Ben Bernanke zaskakująco gołębi

Inwestorzy o poranku skrzętnie analizowali wczorajszą zaskakującą decyzję komitetu FOMC, dzięki której indeksy na Wall Street ustanowiły nowe maksima trendu, a technologiczny Nasdaq zdołał nawet pokonać szczyt z 2007 roku i zamknął się na najwyższym poziomie od 2000 roku. Ben Bernanke na swojej pierwszej konferencji prasowej był wyjątkowo łagodny. Po pierwsze w komunikacie pozostawione zostały słowa o wydłużonym okresie łagodnej polityki pieniężnej, co oznacza, że na najbliższych posiedzeniach stopy nie zostaną zwiększone. Rynek wcześniej oczekiwał podwyższenia kosztu pieniądza już w styczniu 2012 roku, teraz prawdopodobieństwo tego ruchu spadło do zaledwie 30%. Ponadto po zakończeniu QE2 środki z zapadających papierów oraz odsetki od nich nadal będą reinwestowane, co oznacza, że bilans nie ulegnie zmniejszeniu. To była woda na młyn wzrostów cen akcji.

>>> Czytaj też: Silny i stabilny dolar jest w interesie USA oraz światowej gospodarki

Świat zachowuje rezerwę wobec amerykańskiego optymizmu

Reklama

Inwestorzy poza granicami USA zachowali jednak znaną już z dnia wczorajszego rezerwę wobec amerykańskiego optymizmu. Parkiety zachodnioeuropejskie co prawda notowały wzrosty, ale giełdy wschodzące już niekoniecznie. Na Zachodzie wciąż ważne były raporty spółek, a gwiazdą dnia okazał się Deutsche Bank ze swoim niemalże rekordowym wynikiem. Nieźle prezentował się również wynik Shella, z kolei SAP zaskoczył wyraźnie negatywnie.

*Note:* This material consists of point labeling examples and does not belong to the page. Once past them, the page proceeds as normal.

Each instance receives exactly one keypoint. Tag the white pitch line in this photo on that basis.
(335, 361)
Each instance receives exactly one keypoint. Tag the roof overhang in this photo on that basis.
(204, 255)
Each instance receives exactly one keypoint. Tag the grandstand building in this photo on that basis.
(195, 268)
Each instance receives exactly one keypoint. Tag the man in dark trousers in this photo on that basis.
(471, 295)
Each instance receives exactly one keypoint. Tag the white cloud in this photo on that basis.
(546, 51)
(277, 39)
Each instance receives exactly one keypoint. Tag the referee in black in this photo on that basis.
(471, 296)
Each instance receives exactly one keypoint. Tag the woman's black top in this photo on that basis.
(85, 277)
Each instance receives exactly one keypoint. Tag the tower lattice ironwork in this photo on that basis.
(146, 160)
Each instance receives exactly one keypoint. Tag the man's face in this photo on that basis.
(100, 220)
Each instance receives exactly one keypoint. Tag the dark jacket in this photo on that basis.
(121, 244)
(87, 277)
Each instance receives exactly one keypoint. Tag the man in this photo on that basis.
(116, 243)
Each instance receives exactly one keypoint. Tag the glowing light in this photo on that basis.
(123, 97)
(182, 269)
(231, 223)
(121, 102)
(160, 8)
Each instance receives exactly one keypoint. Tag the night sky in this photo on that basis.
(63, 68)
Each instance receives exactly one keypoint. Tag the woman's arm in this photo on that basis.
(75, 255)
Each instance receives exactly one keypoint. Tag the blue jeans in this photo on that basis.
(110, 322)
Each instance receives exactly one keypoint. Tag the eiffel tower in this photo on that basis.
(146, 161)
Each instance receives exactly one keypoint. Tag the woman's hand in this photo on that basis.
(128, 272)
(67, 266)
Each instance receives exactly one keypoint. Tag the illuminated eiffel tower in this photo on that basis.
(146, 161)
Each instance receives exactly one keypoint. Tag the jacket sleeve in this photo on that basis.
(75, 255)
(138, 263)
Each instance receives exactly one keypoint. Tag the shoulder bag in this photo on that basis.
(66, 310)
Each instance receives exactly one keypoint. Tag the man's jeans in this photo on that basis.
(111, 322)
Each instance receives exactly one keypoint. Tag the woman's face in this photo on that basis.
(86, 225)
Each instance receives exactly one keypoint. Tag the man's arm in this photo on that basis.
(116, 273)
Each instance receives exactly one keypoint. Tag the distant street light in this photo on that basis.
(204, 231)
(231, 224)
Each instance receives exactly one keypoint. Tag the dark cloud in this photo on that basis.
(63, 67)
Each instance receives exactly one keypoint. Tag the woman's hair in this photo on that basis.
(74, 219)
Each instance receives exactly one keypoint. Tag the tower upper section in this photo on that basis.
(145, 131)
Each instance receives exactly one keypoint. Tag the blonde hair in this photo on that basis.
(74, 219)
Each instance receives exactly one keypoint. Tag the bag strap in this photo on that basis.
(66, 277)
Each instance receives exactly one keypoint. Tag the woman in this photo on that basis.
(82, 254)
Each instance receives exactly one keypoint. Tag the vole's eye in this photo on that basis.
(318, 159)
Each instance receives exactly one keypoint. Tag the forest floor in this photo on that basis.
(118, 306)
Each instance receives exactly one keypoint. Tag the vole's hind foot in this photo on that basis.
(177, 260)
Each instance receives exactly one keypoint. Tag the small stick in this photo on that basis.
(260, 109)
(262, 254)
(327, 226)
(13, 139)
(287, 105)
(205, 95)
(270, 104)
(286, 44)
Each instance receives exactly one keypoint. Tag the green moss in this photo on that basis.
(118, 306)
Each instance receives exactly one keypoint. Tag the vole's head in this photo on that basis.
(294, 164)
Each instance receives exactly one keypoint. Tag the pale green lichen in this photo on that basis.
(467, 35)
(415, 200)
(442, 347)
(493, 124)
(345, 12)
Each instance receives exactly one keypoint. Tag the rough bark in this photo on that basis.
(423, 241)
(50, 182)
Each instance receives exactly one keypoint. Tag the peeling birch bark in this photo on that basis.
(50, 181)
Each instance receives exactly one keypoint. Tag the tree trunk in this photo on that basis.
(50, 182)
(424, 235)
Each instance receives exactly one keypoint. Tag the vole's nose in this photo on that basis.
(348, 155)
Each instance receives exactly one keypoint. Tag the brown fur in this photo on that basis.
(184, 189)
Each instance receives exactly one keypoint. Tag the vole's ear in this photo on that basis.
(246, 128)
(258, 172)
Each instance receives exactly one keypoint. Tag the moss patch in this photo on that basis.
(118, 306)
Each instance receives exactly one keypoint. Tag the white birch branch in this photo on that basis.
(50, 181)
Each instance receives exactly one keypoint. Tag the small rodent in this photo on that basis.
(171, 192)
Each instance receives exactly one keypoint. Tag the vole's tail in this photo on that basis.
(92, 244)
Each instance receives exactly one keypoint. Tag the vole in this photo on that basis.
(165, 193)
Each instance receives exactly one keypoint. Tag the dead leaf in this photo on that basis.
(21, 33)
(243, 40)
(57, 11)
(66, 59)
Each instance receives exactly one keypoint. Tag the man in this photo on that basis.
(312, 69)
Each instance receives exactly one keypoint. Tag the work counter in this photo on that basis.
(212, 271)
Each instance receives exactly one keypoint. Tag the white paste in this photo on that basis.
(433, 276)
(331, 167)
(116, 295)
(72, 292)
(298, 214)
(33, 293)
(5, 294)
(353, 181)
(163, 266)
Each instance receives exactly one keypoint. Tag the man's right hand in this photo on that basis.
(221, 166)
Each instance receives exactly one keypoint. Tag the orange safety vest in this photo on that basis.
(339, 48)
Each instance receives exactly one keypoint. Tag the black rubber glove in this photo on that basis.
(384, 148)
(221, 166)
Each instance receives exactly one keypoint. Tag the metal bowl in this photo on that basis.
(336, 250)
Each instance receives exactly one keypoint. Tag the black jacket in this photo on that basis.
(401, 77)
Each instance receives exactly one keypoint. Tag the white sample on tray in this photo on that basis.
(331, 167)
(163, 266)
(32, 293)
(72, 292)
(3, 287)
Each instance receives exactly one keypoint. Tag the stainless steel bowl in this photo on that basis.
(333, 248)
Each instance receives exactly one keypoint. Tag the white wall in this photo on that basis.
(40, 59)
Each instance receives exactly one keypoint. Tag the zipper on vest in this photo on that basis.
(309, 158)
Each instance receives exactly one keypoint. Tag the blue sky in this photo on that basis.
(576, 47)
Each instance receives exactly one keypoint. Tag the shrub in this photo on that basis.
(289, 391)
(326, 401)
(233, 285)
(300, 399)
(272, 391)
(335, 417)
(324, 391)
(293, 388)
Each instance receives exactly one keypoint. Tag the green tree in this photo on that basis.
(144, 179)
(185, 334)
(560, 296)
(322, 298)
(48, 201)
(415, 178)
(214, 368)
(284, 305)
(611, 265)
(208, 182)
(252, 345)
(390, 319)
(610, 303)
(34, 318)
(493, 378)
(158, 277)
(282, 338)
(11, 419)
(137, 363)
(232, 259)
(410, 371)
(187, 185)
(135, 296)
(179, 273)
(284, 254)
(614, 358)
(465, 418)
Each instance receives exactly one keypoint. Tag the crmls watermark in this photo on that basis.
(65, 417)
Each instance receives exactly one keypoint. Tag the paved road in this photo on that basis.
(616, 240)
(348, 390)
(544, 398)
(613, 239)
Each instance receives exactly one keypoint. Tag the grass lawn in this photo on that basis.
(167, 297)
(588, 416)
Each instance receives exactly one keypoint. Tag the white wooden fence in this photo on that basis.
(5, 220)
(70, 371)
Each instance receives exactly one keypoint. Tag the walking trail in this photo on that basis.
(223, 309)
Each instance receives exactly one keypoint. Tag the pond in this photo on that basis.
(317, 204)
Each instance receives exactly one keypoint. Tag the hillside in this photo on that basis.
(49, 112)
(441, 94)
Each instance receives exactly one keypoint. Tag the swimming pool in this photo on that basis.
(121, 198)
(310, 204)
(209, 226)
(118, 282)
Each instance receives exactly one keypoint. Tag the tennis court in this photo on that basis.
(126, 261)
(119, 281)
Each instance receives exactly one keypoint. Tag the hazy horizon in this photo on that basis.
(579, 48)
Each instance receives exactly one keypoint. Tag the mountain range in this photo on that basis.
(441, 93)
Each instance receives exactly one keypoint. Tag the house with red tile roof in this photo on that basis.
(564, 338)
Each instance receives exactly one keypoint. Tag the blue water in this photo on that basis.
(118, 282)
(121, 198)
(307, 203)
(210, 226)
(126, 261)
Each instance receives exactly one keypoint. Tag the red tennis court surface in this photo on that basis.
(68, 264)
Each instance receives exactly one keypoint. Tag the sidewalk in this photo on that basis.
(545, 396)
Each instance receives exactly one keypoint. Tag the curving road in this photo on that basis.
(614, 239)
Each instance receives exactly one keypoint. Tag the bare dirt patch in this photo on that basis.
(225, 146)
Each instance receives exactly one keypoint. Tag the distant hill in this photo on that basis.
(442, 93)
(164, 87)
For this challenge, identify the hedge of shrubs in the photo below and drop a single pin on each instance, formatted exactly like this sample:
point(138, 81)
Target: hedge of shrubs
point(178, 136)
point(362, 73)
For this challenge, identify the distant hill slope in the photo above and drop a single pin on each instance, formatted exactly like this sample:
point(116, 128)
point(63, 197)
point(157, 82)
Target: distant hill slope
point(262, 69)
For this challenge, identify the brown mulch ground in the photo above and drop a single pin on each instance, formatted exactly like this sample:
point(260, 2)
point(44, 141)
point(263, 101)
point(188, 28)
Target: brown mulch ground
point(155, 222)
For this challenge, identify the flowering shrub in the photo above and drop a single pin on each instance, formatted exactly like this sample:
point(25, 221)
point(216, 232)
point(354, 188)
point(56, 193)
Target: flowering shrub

Z europejskich danych warto jeszcze wspomnieć o spadku liczby bezrobotnych w Niemczech poniżej 3 mln, co oznacza najniższy odczyt od połowy 1992 roku. Publikacja ta jest nieistotna dla giełdowych graczy, ale ważna z punktu widzenia zachodnich regionów Polski w kontekście zbliżającego się wielkimi krokami otwarcia niemieckiego rynku pracy.

Na GPW już prawie majówka

Warszawski parkiet cierpiał na brak aktywności. Zagraniczni inwestorzy nie kwapią się do zakupów, gdyż rynki wschodzące w tym tygodniu są w odwrocie. Krajowi inwestorzy bardziej myślą o zbliżającej się majówce, więc dziwić nie może niewielka aktywność. Cieszyć jednak powinno niezłe przyjęcie kolejnego raportu, gdyż dotychczas wyniki kwartale nie spotykały się z pozytywnym przyjęciem. Chodzi tutaj o wynik BZ WBK, który okazał się lepszy od prognoz. Co prawda struktura wyniku nie wszystkim mogła się podobać, ale walory banku zyskiwały.

Nienajlepsze dane zza oceanu

Po południu pojawiły się dane z USA, które nie okazały się najlepsze. Liczba wniosków o zasiłek dla bezrobotnych kolejny tydzień z rzędu wyraźnie rozmija się z oczekiwaniami. Tym razem zanotowano znaczny wzrost do 429 tys. Szeroko obserwowane dane o annualizowanym wzroście PKB były zgodne z prognozami, ale bacznie obserwowany przez Fed wskaźnik wydatków konsumpcyjnych w wersji bazowej wyniósł 1,5% wobec oczekiwań na poziomie 1,4%. To znaczna zmiana w relacji do 0,4% zanotowanych w poprzednim kwartale, która pokazuje obecność presji inflacyjnej nie tylko związanej z wysokimi cenami surowców, o których wspominał prezes Fed. Przyszłość pokaże kto będzie miał rację: gołębi Fed czy jastrzębi EBC, który inaczej interpretuje napływające dane o podwyższonym wzroście cen.